SCANDAL SUMMARY
Many companies have lost employees over market timing
Sunday, November 23, 2003
Many mutual fund companies find themselves caught in New York Attorney General Eliot Spitzer’s widening net. Many more firms than are on this list have been subpoenaed.
Here are those where there is public suggestion of improper behavior. Most of the firms say they are cooperating with regulators and will make restitution to investors.
Alliance Capital Management: Internal investigation showed several big investors were allowed to market time in a mutual fund. Two senior executives have been ousted and two other workers who were previously suspended have left the firm.
American Express: Accused of failing to pass volume discounts to large mutual fund clients, company may face sanctions from regulators.
Bank of America (Nations Funds): Allegedly allowed a New Jersey hedge fund, Canary Capital Partners LLC, to late trade and market time; has fired several fund unit executives.
Bank One: Allegedly allowed Canary Capital to market time its One Group funds in exchange for fees from other Canary investments. The head of in-house funds has left the firm.
Charles Schwab: Said it found instances where some parties were allowed to market time in its U.S. Trust unit’s Excelsior Funds. Company is continuing to investigate, looking for the limited number of instances at U.S. Trust where late trading may have occurred.

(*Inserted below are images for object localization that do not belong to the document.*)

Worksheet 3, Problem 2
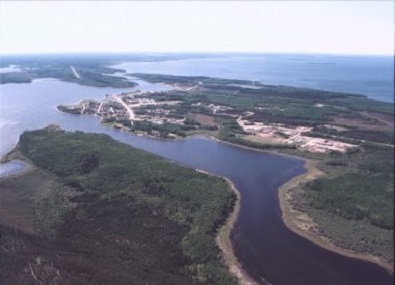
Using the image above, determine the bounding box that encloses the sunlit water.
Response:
[113,54,394,102]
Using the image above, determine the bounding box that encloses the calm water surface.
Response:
[113,54,394,102]
[0,79,392,285]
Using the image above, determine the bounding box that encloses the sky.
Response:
[0,1,394,55]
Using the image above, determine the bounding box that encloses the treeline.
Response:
[303,129,394,145]
[131,73,253,86]
[326,96,394,115]
[208,83,359,101]
[17,127,237,284]
[304,145,393,230]
[130,121,196,138]
[251,110,325,126]
[221,134,297,150]
[340,130,394,144]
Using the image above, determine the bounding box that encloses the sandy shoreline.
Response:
[209,136,394,276]
[216,177,265,285]
[278,159,394,274]
[194,168,260,285]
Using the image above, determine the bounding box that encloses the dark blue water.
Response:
[107,135,391,285]
[113,54,394,102]
[0,79,393,284]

Federated Investors: Internal investigation prompted by subpoenas by regulators showed firm allowed late trading and market timing.
Fred Alger Management: An internal review indicated a hedge fund client was late trading and market timing. James Connelly Jr., one of three suspended employees, settled civil charges with the SEC for permitting market timing and obstructing the investigation.
Janus Capital: Some of its executives allegedly sold Canary Capital the right to do late trading and market timing; it is conducting an internal review.
Legg Mason: Accused of failing to pass volume discounts to large mutual fund clients, company may face sanctions from regulators.
Loomis Sayles & Co.: Said it found two instances where it accepted investments from frequent traders; it said it has stopped dealing with the traders.
Morgan Stanley: Settled with the SEC and NASD and agreed to pay $50 million amid allegations it recommended inappropriate share classes, such as “B” shares, to clients.
Pilgrim Baxter & Associates: The SEC and Spitzer have filed complaints accusing Gary L. Pilgrim and Harold J. Baxter, founders of PBHG mutual funds, of fraud because they allegedly allowed two investors to trade billions of dollars in and out of their funds even as they discouraged others from such trading and acknowledged that it caused harm. The trading generated millions in profits for those investors and the two founders at the expense of the funds’ shareholder, officials said. Pilgrim and Baxter stepped down before the complaint was filed.
Prudential/Wachovia: A group of former Prudential stockbrokers and managers resigned over suspicions they were market timing in mutual funds. Massachusetts regulators and the SEC filed civil charges against individuals and the NASD is investigating for possible late trading. Wachovia may also face sanctions from regulators for allegedly failing to pass volume discounts to large mutual fund clients.
Putnam Investments: Massachusetts regulators and the SEC charged the firm with securities fraud, making it the first firm to be charged in the scandal. Putnam agreed to a partial settlement with the SEC, saying it would make significant reforms and establish a process for repaying investors harmed by excessive market timing. Massachusetts’ securities regulators are continuing their case against the firm. CEO Lawrence Lasser has resigned, and two managers have been charged with civil fraud.
Strong Capital Management: Allegedly allowed Canary Capital to market time its One Group funds in exchange for fees from other Canary investments. Subsequent leaks from Spitzer’s office have accused founder and Chairman Richard S. Strong of making trades in certain Strong funds to the detriment of shareholders. Strong stepped down as chairman of the mutual fund board, but he remains chairman of the corporation. The company and the fund board are conducting internal investigations.